Am J Hum Genet. 1999 May;64(5):1316-22. doi: 10.1086/302376.
We recently showed that alkaptonuria (AKU) is caused by loss-of-function mutations in the homogentisate 1,2 dioxygenase gene (HGO). Herein we describe haplotype and mutational analyses of HGO in seven new AKU pedigrees. These analyses identified two novel single-nucleotide polymorphisms (INV4+31A-->G and INV11+18A-->G) and six novel AKU mutations (INV1-1G-->A, W60G, Y62C, A122D, P230T, and D291E), which further illustrates the remarkable allelic heterogeneity found in AKU. Reexamination of all 29 mutations and polymorphisms thus far described in HGO shows that these nucleotide changes are not randomly distributed; the CCC sequence motif and its inverted complement, GGG, are preferentially mutated. These analyses also demonstrated that the nucleotide substitutions in HGO do not involve CpG dinucleotides, which illustrates important differences between HGO and other genes for the occurrence of mutation at specific short-sequence motifs. Because the CCC sequence motifs comprise a significant proportion (34.5%) of all mutated bases that have been observed in HGO, we conclude that the CCC triplet is a mutational hot spot in HGO.

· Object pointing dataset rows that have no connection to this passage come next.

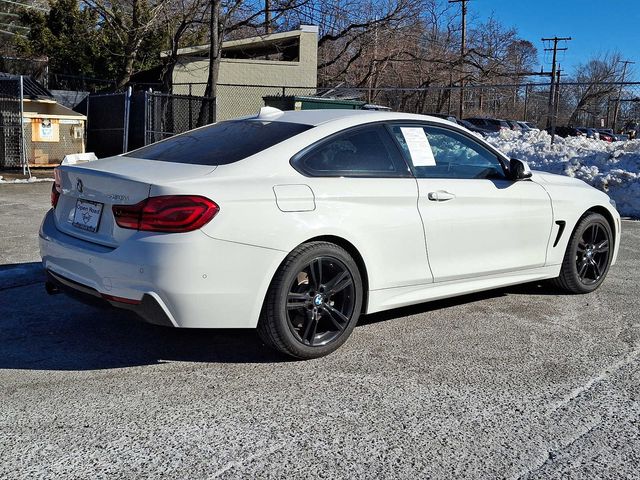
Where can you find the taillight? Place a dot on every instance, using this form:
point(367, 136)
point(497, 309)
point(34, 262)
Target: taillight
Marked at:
point(55, 189)
point(168, 213)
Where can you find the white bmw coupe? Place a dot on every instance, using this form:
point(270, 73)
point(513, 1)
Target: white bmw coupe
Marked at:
point(296, 223)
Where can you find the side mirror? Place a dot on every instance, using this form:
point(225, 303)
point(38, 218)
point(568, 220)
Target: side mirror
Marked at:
point(519, 170)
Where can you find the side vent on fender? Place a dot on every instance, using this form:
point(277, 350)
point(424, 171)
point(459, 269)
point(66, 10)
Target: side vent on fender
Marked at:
point(561, 224)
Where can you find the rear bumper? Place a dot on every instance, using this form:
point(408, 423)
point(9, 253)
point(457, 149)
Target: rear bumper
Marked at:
point(148, 308)
point(186, 280)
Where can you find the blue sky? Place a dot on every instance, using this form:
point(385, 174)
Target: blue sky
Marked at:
point(595, 26)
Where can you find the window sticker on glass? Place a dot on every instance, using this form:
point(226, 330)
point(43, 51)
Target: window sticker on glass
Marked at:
point(418, 145)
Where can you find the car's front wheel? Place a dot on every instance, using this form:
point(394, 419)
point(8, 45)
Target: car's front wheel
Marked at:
point(588, 256)
point(314, 301)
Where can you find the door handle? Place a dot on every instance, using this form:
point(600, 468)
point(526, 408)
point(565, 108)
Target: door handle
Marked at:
point(440, 196)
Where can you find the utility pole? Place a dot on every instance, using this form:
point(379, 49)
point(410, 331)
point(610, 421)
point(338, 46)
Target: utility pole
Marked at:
point(617, 109)
point(556, 105)
point(267, 17)
point(463, 46)
point(555, 51)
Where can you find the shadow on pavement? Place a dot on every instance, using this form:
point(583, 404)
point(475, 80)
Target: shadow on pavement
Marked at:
point(42, 332)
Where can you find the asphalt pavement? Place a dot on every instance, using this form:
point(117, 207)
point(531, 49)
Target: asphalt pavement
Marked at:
point(514, 383)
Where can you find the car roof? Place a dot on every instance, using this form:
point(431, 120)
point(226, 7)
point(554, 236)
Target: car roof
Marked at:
point(318, 117)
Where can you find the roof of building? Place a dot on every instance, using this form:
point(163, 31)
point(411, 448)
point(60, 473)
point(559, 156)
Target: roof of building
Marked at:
point(31, 89)
point(280, 40)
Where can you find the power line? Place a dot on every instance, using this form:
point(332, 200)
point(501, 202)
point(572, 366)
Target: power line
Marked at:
point(617, 109)
point(35, 7)
point(12, 33)
point(463, 46)
point(13, 26)
point(550, 116)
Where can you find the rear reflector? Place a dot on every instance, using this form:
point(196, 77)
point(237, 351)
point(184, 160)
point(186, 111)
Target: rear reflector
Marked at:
point(168, 213)
point(129, 301)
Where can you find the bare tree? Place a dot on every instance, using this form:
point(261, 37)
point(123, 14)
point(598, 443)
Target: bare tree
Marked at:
point(130, 22)
point(595, 86)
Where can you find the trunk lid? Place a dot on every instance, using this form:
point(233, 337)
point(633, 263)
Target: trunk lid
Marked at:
point(89, 191)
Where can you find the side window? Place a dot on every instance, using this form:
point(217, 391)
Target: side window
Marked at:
point(362, 152)
point(453, 155)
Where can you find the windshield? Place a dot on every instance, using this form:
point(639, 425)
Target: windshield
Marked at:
point(221, 143)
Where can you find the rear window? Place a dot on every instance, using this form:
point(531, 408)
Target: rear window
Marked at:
point(221, 143)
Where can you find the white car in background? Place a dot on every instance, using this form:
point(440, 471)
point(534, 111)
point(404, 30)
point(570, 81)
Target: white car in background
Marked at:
point(296, 223)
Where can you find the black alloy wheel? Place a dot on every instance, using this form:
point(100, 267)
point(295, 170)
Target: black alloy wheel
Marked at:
point(592, 254)
point(588, 255)
point(314, 301)
point(320, 301)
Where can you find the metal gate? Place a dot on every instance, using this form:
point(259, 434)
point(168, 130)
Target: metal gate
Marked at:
point(167, 114)
point(108, 123)
point(120, 122)
point(11, 134)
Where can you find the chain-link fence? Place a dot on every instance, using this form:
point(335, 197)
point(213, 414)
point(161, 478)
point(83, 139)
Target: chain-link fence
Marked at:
point(120, 122)
point(167, 115)
point(234, 101)
point(11, 145)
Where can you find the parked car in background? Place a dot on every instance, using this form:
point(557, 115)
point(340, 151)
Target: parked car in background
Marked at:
point(296, 223)
point(606, 135)
point(513, 125)
point(631, 129)
point(487, 123)
point(527, 125)
point(590, 132)
point(474, 128)
point(445, 116)
point(567, 132)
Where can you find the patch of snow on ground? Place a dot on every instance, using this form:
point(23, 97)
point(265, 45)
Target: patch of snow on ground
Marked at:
point(611, 167)
point(26, 180)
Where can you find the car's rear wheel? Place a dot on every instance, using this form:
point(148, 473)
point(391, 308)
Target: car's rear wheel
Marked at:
point(313, 303)
point(588, 256)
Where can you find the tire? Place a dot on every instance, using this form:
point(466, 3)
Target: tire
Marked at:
point(313, 303)
point(588, 256)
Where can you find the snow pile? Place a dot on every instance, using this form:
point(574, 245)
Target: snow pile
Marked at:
point(26, 180)
point(611, 167)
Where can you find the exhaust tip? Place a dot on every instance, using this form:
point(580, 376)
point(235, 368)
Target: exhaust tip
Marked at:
point(51, 288)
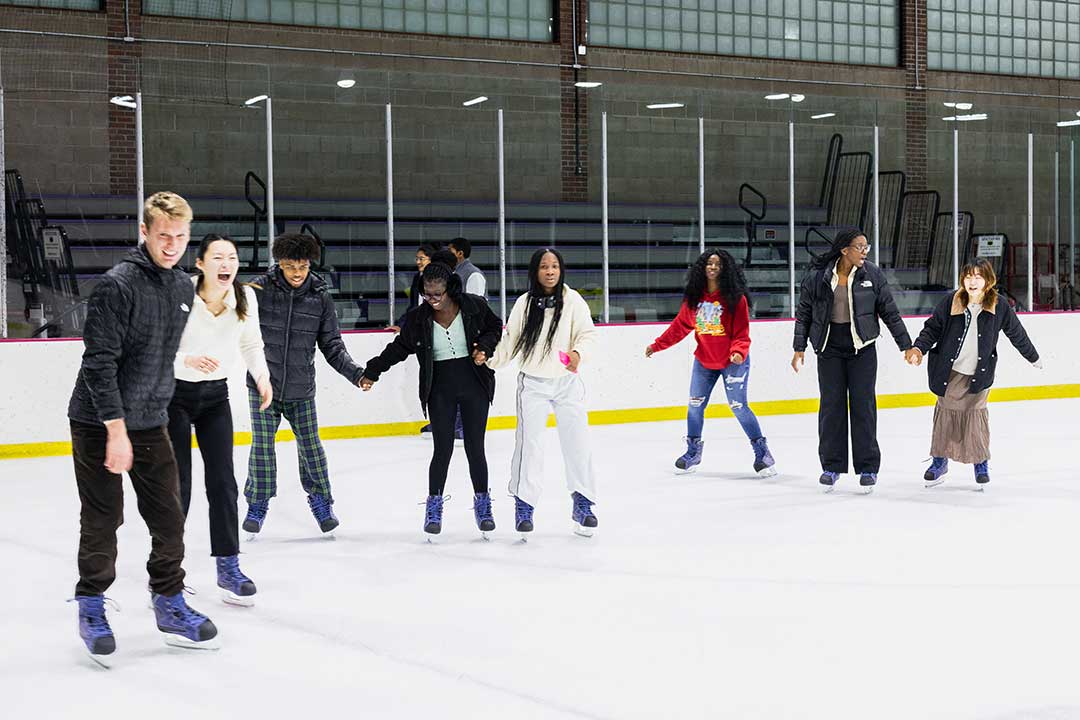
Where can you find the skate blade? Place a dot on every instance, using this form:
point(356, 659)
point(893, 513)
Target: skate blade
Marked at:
point(228, 597)
point(102, 661)
point(582, 531)
point(174, 640)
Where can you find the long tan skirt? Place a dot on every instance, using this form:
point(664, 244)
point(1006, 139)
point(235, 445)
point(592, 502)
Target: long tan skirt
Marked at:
point(961, 423)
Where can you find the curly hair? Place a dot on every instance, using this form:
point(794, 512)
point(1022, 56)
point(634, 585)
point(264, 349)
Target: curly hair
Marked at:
point(731, 281)
point(441, 270)
point(296, 246)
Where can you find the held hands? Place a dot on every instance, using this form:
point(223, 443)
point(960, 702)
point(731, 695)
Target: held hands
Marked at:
point(118, 448)
point(266, 392)
point(478, 355)
point(202, 363)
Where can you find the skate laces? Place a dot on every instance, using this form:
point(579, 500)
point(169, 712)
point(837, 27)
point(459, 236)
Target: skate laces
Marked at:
point(582, 505)
point(523, 510)
point(482, 505)
point(181, 611)
point(92, 610)
point(229, 569)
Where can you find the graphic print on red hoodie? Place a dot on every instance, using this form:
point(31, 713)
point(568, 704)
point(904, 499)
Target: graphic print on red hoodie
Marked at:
point(718, 329)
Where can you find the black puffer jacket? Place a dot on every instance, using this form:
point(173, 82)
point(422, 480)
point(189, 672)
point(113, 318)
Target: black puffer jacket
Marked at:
point(135, 317)
point(294, 322)
point(871, 298)
point(943, 336)
point(483, 329)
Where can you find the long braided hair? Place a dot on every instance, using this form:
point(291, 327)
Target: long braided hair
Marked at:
point(539, 302)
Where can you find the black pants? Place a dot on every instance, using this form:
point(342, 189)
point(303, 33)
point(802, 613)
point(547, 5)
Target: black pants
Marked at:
point(455, 385)
point(102, 497)
point(848, 384)
point(205, 405)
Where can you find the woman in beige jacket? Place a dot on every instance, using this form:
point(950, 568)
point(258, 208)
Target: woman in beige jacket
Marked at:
point(550, 331)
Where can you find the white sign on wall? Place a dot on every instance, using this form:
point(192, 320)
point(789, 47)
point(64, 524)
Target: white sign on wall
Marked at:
point(990, 246)
point(53, 243)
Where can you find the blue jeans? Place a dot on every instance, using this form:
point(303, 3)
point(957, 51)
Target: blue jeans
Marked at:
point(736, 380)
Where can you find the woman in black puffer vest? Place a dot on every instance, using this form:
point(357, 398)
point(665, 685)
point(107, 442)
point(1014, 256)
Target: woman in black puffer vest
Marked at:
point(453, 335)
point(842, 299)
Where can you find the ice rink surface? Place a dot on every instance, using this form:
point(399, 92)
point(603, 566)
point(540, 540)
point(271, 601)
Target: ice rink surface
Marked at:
point(710, 595)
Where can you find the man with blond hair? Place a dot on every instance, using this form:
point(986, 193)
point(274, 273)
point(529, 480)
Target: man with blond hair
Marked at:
point(119, 416)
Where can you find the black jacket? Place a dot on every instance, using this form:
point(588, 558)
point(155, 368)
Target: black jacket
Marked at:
point(483, 329)
point(943, 336)
point(135, 317)
point(871, 297)
point(294, 321)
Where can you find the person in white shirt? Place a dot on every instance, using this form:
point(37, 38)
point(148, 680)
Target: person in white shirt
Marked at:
point(223, 328)
point(550, 331)
point(472, 280)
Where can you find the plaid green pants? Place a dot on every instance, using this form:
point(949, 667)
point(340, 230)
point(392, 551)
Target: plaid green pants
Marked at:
point(262, 461)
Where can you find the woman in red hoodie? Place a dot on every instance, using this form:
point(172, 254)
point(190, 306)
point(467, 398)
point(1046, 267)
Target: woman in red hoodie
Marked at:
point(716, 308)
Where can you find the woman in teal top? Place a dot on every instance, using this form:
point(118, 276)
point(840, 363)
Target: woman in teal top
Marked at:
point(451, 335)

我们最近发现,黑尿症(AKU)是由尿黑酸1,2双加氧酶基因(HGO)的功能丧失性突变引起的。在此,我们描述了7个新的AKU家系中HGO的单倍型和突变分析。这些分析确定了两个新的单核苷酸多态性(INV4 + 31A→G和INV11 + 18A→G)和6个新的AKU突变(INV1 - 1G→A、W60G、Y62C、A122D、P230T和D291E),这进一步说明了在AKU中发现的显著等位基因异质性。对HGO中迄今为止描述的所有29个突变和多态性的重新检查表明,这些核苷酸变化并非随机分布;CCC序列基序及其反向互补序列GGG被优先突变。这些分析还表明,HGO中的核苷酸替换不涉及CpG二核苷酸,这说明了HGO与其他基因在特定短序列基序处发生突变的重要差异。由于CCC序列基序在HGO中观察到的所有突变碱基中占很大比例(34.5%),我们得出结论,CCC三联体是HGO中的一个突变热点。